Final answer:
The question involves the use of integrated rate laws to find the rate constant of a reaction and determine the time at which a zero-order reaction will reach a certain concentration. Graphical methods can determine the reaction order, and equations connect concentrations and time to the rate constant for first and zero-order reactions.
Step-by-step explanation:
The question relates to the determination of the rate constant (k) for a chemical reaction using the integrated rate laws for first-order reactions. Integrated rate laws enable us to calculate the rate constant and reaction order by analyzing the concentration of reactants over time. The student needs to graphically determine the order and rate constant of the reaction from the given data set.
For a first-order reaction, the rate constant k is determined using the equation ln[A]t = -kt + ln[A]0, where [A]t is the concentration at time t, [A]0 is the initial concentration, and t is the time.
For zero-order reactions, the concentration decreases linearly over time. The rate constant k can be found by using the equation [A]t = -kt + [A]0. The student is asked to use this relation to predict the time at which the concentration of ammonia will reach a certain value.

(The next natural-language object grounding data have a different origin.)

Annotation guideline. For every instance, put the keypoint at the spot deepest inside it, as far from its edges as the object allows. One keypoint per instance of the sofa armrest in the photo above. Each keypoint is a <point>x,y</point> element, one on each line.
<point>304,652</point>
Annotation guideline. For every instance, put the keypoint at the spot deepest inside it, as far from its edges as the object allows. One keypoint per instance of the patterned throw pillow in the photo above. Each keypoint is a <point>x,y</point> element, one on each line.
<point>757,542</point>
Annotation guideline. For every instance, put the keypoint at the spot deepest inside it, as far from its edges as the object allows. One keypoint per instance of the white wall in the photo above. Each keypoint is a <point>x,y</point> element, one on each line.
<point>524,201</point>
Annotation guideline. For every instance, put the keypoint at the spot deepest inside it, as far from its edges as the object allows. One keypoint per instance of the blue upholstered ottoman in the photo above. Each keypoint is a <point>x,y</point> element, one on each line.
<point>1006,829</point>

To graphically determine the order of the reaction for SO2Cl2, you can plot concentration versus time and look for linear, inverse, or half-life trends which correspond to zeroth, first, or second-order reactions, respectively. Once the order is determined, appropriate integrated rate laws can be used to calculate the rate constant.
Check Your Learning
For the zero-order reaction problem, if we have an initial concentration of 0.0028 mol L-1 decreasing linearly with time to 0.0001 mol L-1 over 1000 s, you can set up the linear equation and solve for time to determine when the concentration will hit 0.0001 mol L-1.